The Soybean Processors Association of India (SOPA) has urged the Narendra Modi government to increase duty on imported crude soybean oil to 37.5% and 45% on refined soybean oil, which is the WTO bound rate. This will check large scale import of cheap soybean oil and enable the domestic industry to start soybean meal exports again. It will also encourage soybean and other oilseed growers, the association feels.
In a letter to the Prime Minister, SOPA chairman Davish Jain has said that the soybean processing industry has been going through one of its toughest periods for the last 3 years and many of the units have had to close down. The major reason for this is large scale import of cheap edible oils including soybean oil at low rate of duty which has pushed up our prices of soybean meal and made us uncompetitive in the world market. Our exports have fallen from a high of Rs. 15000 crores to just Rs. 1500 crores during the last four years. The attached table and graph clearly show that as the soybean oil imports went up, soybean meal exports went down correspondingly and from a net foreign exchange earning of Rs. 6545 Crores in 2012-13, there was a net foreign exchange outflow of Rs. 19419 Crores in 2015-16. The net impact of increased soy oil import alone would be Rs. 25664 Crores.
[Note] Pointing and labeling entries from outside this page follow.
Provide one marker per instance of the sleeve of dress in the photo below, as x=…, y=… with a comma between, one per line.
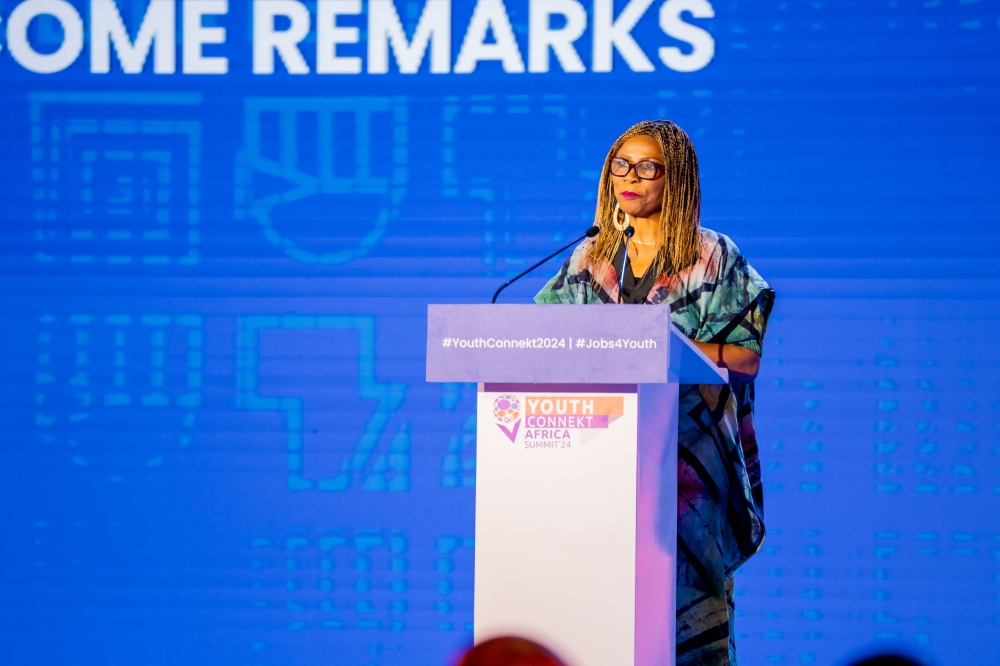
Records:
x=557, y=289
x=741, y=303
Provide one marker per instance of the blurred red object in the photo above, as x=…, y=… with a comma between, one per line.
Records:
x=509, y=651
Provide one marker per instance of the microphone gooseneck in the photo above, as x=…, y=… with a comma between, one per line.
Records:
x=629, y=232
x=590, y=233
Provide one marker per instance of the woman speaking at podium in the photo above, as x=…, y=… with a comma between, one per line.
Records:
x=648, y=209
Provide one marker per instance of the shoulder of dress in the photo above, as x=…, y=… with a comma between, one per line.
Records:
x=716, y=242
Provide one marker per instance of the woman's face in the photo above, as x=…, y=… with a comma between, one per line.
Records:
x=639, y=198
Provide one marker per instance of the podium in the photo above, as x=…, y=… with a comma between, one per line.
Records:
x=576, y=471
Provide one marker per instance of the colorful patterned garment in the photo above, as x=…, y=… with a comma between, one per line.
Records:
x=720, y=521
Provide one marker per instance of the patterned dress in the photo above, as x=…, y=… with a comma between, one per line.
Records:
x=720, y=507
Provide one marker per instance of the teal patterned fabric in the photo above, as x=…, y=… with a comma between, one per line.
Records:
x=720, y=507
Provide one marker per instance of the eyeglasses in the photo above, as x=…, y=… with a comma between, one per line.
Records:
x=644, y=169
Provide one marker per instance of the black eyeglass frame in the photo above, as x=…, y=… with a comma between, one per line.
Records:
x=660, y=169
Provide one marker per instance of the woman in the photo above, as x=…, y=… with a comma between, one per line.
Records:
x=650, y=181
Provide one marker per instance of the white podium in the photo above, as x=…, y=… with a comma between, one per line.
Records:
x=576, y=471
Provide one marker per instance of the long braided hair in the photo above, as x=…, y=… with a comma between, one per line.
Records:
x=679, y=234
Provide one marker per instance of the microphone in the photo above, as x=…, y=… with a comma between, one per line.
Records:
x=629, y=232
x=590, y=233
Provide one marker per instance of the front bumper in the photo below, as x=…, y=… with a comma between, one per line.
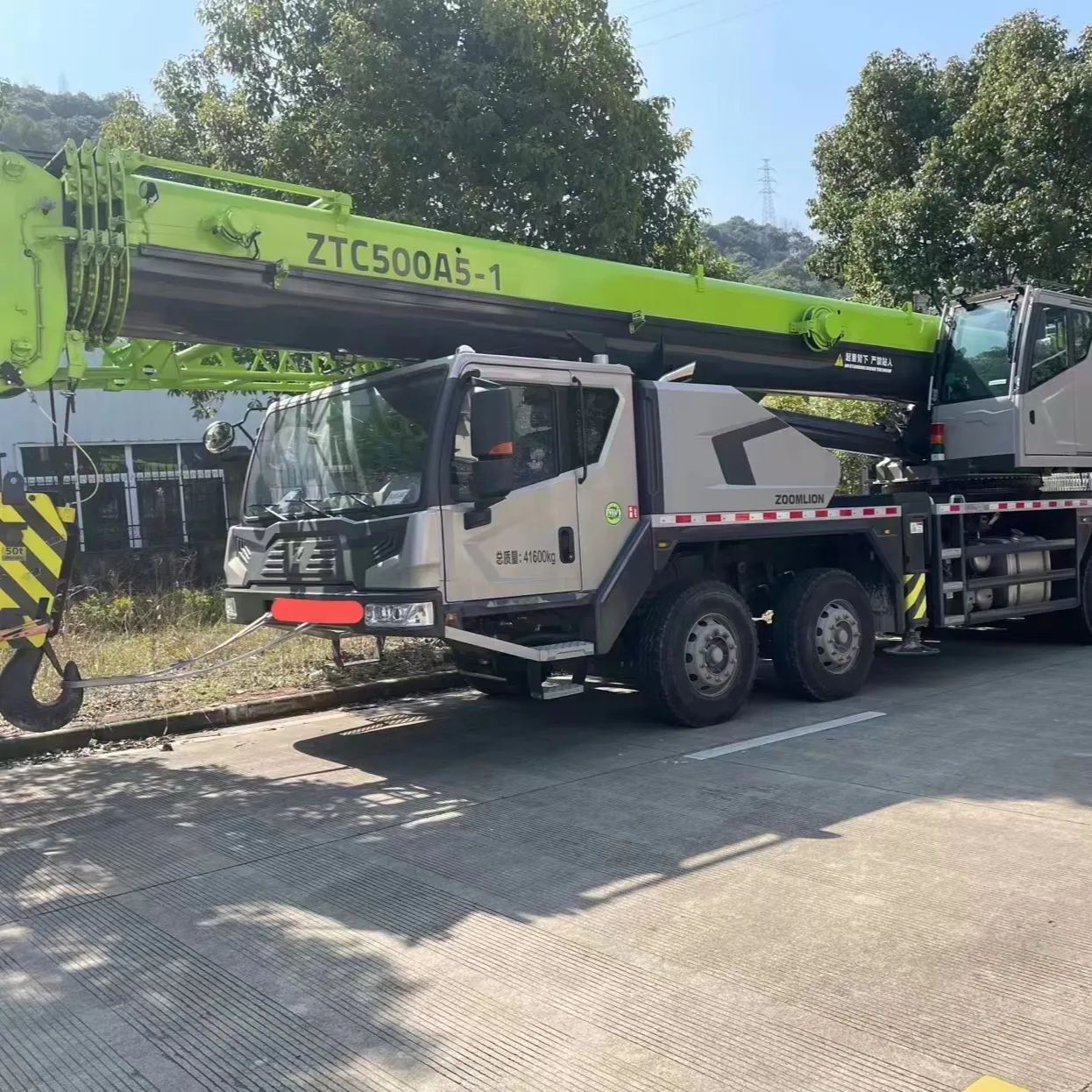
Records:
x=249, y=604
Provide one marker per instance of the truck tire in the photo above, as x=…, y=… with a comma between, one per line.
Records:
x=824, y=635
x=696, y=654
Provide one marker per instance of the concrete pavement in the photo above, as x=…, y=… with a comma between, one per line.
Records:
x=457, y=892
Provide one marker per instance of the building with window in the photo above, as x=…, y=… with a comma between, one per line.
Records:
x=149, y=483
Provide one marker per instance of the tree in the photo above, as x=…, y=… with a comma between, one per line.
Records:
x=770, y=256
x=36, y=120
x=962, y=177
x=514, y=119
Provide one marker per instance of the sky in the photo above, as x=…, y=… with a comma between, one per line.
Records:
x=751, y=79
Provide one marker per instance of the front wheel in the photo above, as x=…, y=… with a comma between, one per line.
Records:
x=697, y=654
x=824, y=635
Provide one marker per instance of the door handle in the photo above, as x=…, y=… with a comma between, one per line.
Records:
x=566, y=545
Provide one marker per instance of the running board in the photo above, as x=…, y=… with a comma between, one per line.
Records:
x=542, y=653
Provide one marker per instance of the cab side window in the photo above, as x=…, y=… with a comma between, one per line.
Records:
x=1082, y=334
x=599, y=404
x=1050, y=351
x=535, y=443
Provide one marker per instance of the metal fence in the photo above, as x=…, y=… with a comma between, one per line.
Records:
x=134, y=496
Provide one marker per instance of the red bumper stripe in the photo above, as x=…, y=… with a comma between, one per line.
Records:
x=319, y=612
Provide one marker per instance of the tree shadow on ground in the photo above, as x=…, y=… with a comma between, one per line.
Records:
x=351, y=908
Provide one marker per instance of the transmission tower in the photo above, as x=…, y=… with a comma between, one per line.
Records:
x=767, y=185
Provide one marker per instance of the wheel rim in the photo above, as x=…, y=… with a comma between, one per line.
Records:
x=838, y=637
x=713, y=656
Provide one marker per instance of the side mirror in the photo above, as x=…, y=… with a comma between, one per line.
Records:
x=493, y=431
x=218, y=438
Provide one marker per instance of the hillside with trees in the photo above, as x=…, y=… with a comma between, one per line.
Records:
x=36, y=120
x=770, y=256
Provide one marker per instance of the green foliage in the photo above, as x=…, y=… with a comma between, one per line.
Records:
x=36, y=120
x=961, y=177
x=521, y=120
x=103, y=613
x=770, y=256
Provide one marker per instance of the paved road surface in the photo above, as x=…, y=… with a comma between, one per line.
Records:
x=458, y=893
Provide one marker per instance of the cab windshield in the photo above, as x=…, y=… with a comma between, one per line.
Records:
x=979, y=355
x=351, y=450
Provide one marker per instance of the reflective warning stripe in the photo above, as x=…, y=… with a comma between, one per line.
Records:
x=44, y=551
x=914, y=598
x=684, y=519
x=32, y=557
x=1010, y=506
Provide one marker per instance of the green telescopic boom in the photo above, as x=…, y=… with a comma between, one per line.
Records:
x=97, y=245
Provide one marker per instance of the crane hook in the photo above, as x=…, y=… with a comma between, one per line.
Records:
x=18, y=702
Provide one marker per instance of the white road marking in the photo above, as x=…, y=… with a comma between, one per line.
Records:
x=777, y=736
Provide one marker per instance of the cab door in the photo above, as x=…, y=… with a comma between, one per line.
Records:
x=1080, y=320
x=1048, y=405
x=531, y=546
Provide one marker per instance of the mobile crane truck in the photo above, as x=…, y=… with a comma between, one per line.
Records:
x=593, y=486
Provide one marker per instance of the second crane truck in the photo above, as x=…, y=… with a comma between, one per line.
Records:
x=591, y=487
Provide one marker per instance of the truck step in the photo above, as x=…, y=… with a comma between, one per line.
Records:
x=564, y=649
x=544, y=653
x=558, y=688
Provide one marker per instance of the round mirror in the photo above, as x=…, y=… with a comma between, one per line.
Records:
x=218, y=437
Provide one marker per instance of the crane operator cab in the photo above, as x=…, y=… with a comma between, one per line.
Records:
x=1013, y=383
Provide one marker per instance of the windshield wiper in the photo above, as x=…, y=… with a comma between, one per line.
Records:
x=358, y=497
x=314, y=508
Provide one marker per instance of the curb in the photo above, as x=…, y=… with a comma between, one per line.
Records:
x=31, y=744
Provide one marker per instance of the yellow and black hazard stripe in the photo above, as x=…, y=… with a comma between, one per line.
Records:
x=914, y=599
x=34, y=540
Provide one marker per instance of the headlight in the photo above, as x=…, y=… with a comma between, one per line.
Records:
x=398, y=613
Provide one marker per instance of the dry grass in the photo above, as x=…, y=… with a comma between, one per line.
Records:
x=302, y=663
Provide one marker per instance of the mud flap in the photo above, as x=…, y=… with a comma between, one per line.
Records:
x=18, y=702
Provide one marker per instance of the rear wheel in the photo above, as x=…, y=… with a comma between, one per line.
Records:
x=824, y=635
x=697, y=653
x=1074, y=625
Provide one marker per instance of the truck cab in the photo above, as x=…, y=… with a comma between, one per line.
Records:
x=1013, y=387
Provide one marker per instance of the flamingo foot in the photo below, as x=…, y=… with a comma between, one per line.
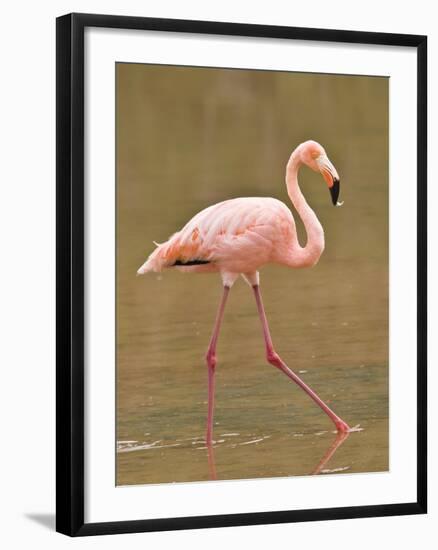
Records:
x=342, y=427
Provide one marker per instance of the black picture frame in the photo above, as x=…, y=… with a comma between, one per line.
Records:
x=70, y=272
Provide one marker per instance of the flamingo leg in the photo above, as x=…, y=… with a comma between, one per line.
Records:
x=211, y=360
x=273, y=358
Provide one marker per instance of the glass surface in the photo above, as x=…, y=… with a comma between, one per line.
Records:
x=188, y=138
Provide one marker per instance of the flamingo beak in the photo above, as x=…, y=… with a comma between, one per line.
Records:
x=331, y=177
x=334, y=192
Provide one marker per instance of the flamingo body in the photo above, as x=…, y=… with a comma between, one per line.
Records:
x=238, y=236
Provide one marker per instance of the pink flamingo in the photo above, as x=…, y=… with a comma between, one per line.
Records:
x=236, y=237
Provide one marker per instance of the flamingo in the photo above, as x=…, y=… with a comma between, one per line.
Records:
x=237, y=237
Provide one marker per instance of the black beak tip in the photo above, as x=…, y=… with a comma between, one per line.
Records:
x=334, y=191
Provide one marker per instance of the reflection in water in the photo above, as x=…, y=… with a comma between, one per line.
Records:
x=187, y=138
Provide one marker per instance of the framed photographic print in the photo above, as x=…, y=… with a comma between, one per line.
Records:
x=241, y=274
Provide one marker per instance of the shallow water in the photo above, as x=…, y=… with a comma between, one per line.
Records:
x=188, y=138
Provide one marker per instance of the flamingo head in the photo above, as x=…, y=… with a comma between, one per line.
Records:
x=314, y=156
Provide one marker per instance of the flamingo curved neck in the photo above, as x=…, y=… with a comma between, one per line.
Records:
x=308, y=255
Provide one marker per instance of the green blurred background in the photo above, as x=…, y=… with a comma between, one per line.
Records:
x=190, y=137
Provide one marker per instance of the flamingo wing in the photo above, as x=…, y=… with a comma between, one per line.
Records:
x=237, y=235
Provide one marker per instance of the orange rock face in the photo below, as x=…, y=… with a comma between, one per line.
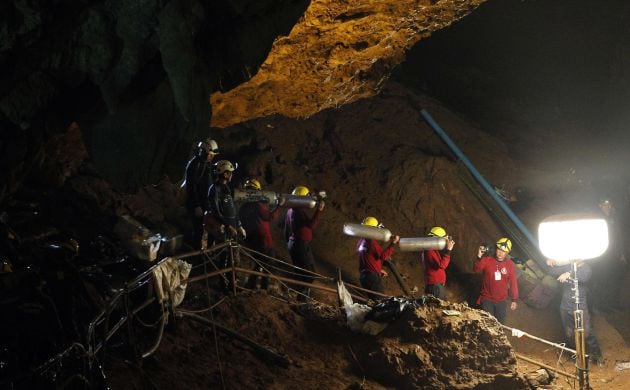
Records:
x=338, y=52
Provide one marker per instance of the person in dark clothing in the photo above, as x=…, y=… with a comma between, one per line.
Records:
x=435, y=263
x=299, y=234
x=256, y=217
x=567, y=306
x=221, y=202
x=499, y=280
x=197, y=181
x=609, y=271
x=222, y=219
x=371, y=258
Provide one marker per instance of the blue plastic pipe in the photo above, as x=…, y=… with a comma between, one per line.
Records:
x=478, y=176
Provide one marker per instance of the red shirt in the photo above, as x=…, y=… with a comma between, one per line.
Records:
x=371, y=255
x=494, y=290
x=299, y=226
x=435, y=263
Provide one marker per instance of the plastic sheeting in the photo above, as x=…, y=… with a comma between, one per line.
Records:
x=168, y=276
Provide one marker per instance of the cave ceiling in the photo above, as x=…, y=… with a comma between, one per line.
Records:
x=338, y=52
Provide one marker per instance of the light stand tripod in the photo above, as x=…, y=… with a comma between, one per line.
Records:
x=581, y=361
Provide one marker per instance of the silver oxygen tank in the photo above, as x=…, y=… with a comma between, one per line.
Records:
x=417, y=244
x=251, y=195
x=298, y=201
x=363, y=231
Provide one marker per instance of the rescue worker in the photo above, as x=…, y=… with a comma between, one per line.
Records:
x=221, y=205
x=435, y=263
x=371, y=258
x=222, y=219
x=197, y=181
x=298, y=231
x=499, y=279
x=567, y=307
x=256, y=217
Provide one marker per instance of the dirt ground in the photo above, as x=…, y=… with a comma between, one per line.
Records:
x=377, y=157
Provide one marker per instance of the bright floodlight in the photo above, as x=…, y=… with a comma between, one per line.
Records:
x=567, y=237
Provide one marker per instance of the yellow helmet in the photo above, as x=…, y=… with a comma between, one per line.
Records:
x=301, y=191
x=370, y=221
x=437, y=231
x=504, y=244
x=209, y=146
x=252, y=184
x=223, y=166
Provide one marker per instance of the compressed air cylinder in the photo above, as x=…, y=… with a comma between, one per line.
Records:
x=251, y=195
x=297, y=201
x=363, y=231
x=417, y=244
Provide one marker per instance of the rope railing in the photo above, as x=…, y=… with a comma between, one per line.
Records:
x=119, y=311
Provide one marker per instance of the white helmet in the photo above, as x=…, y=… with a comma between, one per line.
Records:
x=209, y=146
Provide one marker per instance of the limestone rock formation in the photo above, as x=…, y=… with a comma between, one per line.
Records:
x=340, y=51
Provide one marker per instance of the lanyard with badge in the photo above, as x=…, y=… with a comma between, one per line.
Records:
x=497, y=273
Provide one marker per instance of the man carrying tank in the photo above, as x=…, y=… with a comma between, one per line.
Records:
x=256, y=217
x=371, y=258
x=198, y=179
x=435, y=263
x=298, y=231
x=499, y=279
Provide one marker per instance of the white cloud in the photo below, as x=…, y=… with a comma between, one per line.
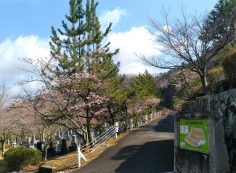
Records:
x=12, y=50
x=112, y=16
x=136, y=41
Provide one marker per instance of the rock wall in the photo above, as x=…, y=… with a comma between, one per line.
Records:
x=220, y=109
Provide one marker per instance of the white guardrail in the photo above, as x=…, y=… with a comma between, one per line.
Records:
x=109, y=133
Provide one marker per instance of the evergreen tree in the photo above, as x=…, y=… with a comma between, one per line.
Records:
x=219, y=24
x=80, y=72
x=144, y=85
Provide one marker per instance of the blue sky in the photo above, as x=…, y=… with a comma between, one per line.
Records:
x=35, y=17
x=26, y=27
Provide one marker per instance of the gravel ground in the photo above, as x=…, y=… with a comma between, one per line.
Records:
x=147, y=149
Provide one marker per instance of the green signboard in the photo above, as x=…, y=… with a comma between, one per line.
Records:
x=194, y=135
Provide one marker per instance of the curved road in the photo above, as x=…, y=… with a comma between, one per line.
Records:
x=147, y=149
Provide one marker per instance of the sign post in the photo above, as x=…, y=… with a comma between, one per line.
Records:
x=194, y=135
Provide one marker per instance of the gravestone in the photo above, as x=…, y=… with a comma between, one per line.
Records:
x=46, y=169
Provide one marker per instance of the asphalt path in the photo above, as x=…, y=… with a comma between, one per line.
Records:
x=147, y=149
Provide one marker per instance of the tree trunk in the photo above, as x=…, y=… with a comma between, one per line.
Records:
x=3, y=147
x=203, y=78
x=126, y=117
x=90, y=138
x=45, y=152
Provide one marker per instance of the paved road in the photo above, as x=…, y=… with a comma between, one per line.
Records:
x=148, y=149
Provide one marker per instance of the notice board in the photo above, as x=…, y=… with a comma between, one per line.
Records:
x=194, y=135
"The burgeoning import of soybean oil which has increased several fold from a mere 10.55 lakh tons per annum (average of 2011-13) to 40 lakh tons (likely import in 2016) is also detrimental to the interest of oilseed cultivation in the country and will take us toward being totally dependent on imported oil as our own production of oilseeds may further go down," the letter adds.
At a time when the entire oilseed processing industry, particularly the soybean processing units are in great distress and facing closure because of cheap oil imports, the lobby of a handful of large importers and refiners have taken the opposite view in their own self-interest and have asked the government for reduction in duty on crude edible oil. This move has created a clear demarcation between the interests of business, led by importers versus the industry which is striving hard to survive.
The decision to maintain a duty differential of 7.5% between refined and crude oil was taken after careful consideration and a thorough investigation by the Tariff Commission (Ministry of Finance) into all aspects of oil refining. The cost of crude oil refining is not more than 5% at current prices and the 7.5% duty differential adequately protects the interest of crude oil importers. The demand for higher differential duty is, therefore, totally unjustified.
Right now when the very survival of the indigenous crushing industry is at stake, any reduction in duty will only mean more sickness, moving away of farmers from soybean cultivation and further increase in our dependence on imports. If the foreign suppliers were to take advantage of the situation and increase edible oil prices, the story of pulses may get repeated in edible oils also, Jain said in the letter.